For high-performance computing (HPC) systems to reach exascale – a billion billion calculations per second – hardware and software must cooperate, with orchestration by the operating system (OS).
But getting from today’s computing to exascale requires an adaptable OS – maybe more than one. Computer applications “will be composed of different components,” says Ron Brightwell, R&D manager for scalable systems software at Sandia National Laboratories.
“There may be a large simulation consuming lots of resources, and some may integrate visualization or multi-physics.” That is, applications might not use all of an exascale machine’s resources in the same way. Plus, an OS aimed at exascale also must deal with changing hardware. HPC “architecture is always evolving,” often mixing different kinds of processors and memory components in heterogeneous designs.
As computer scientists consider scaling up hardware and software, there’s no easy answer for when an OS must change. “It depends on the application and what needs to be solved,” Brightwell explains. On top of that variability, he notes, “scaling down is much easier than scaling up.” So rather than try to grow an OS from a laptop to an exascale platform, Brightwell thinks the other way. “We should try to provide an exascale OS and runtime environment on a smaller scale – starting with something that works at a higher scale and then scale down.”
To explore the needs of an OS and conditions to run software for exascale, Brightwell and his colleagues conducted a project called Hobbes, which involved scientists at four national labs – Oak Ridge (ORNL), Lawrence Berkeley, Los Alamos and Sandia – plus seven universities. To perform the research, Brightwell – with Terry Jones, an ORNL computer scientist, and Patrick Bridges, a University of New Mexico associate professor of computer science – earned an ASCR Leadership Computing Challenge allocation of 30 million processor hours on Titan, ORNL’s Cray XK7 supercomputer.
Brightwell made a point of including the academic community in developing Hobbes. “If we want people in the future to do OS research from an HPC perspective, we need to engage the academic community to prepare the students and give them an idea of what we’re doing,” he explains. “Generally, OS research is focused on commercial things, so it’s a struggle to get a pipeline of students focusing on OS research in HPC systems.”
The Hobbes project involved a variety of components, but for the OS side, Brightwell describes it as trying to understand applications as they become more sophisticated. They may have more than one simulation running in a single OS environment. “We need to be flexible about what the system environment looks like,” he adds, so with Hobbes, the team explored using multiple OSs in applications running at extreme scale.

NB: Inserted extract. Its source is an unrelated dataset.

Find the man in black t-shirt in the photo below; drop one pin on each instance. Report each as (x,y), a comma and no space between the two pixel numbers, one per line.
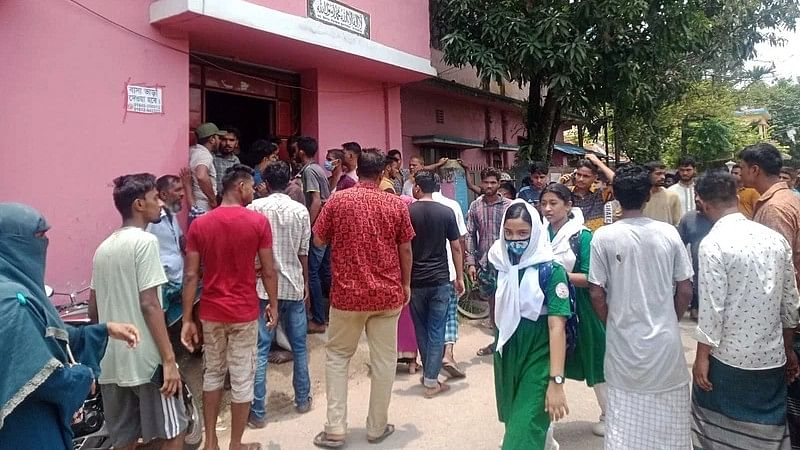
(435,225)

As an example, Brightwell notes that the Hobbes OS envisions multiple software stacks working together. The OS, he says, “embraces the diversity of the different stacks.” An exascale system might let data analytics run on multiple software stacks, but still provide the efficiency needed in HPC at extreme scales. This requires a computer infrastructure that supports simultaneous use of multiple, different stacks and provides extreme-scale mechanisms, such as reducing data movement.
Part of Hobbes also studied virtualization, which uses a subset of a larger machine to simulate a different computer and operating system. “Virtualization has not been used much at extreme scale,” Brightwell says, “but we wanted to explore it and the flexibility that it could provide.” Results from the Hobbes project indicate that virtualization for extreme scale can provide performance benefits at little cost.
The Hobbes project uses virtualization to explore the use of multiple OSs working on the same simulation at extreme scale.
Other HPC researchers besides Brightwell and his colleagues are exploring OS options for extreme-scale computing. For example, Pete Beckman, co-director of the Northwestern-Argonne Institute of Science and Engineering at Argonne National Laboratory, runs the Argo project.
A team of 25 collaborators from Argonne, Lawrence Livermore National Laboratory and Pacific Northwest National Laboratory, plus four universities created Argo, an OS that starts with a single Linux-based OS and adapts it to extreme scale.
When comparing the Hobbes OS to Argo, Brightwell says, “we think that without getting in that Linux box, we have more freedom in what we do, other than design choices already made in Linux. Both of these OSs are likely trying to get to the same place but using different research vehicles to get there.” One distinction: The Hobbes project uses virtualization to explore the use of multiple OSs working on the same simulation at extreme scale.
As the scale of computation increases, an OS must also support new ways of managing a systems’ resources. To explore some of those needs, Thomas Sterling, director of Indiana University’s Center for Research in Extreme Scale Technologies, developed ParalleX, an advanced execution model for computations. Brightwell leads a separate project called XPRESS to support the ParalleX execution model. Rather than computing’s traditional static methods, ParalleX implementations use dynamic adaptive techniques.
More work is always necessary as computation works toward extreme scales. “The important thing in going forward from a runtime and OS perspective is the ability to evaluate technologies that are developing in terms of applications,” Brightwell explains. “For high-end applications to pursue functionality at extreme scales, we need to build that capability.” That’s just what Hobbes and XPRESS – and the ongoing research that follows them – aim to do.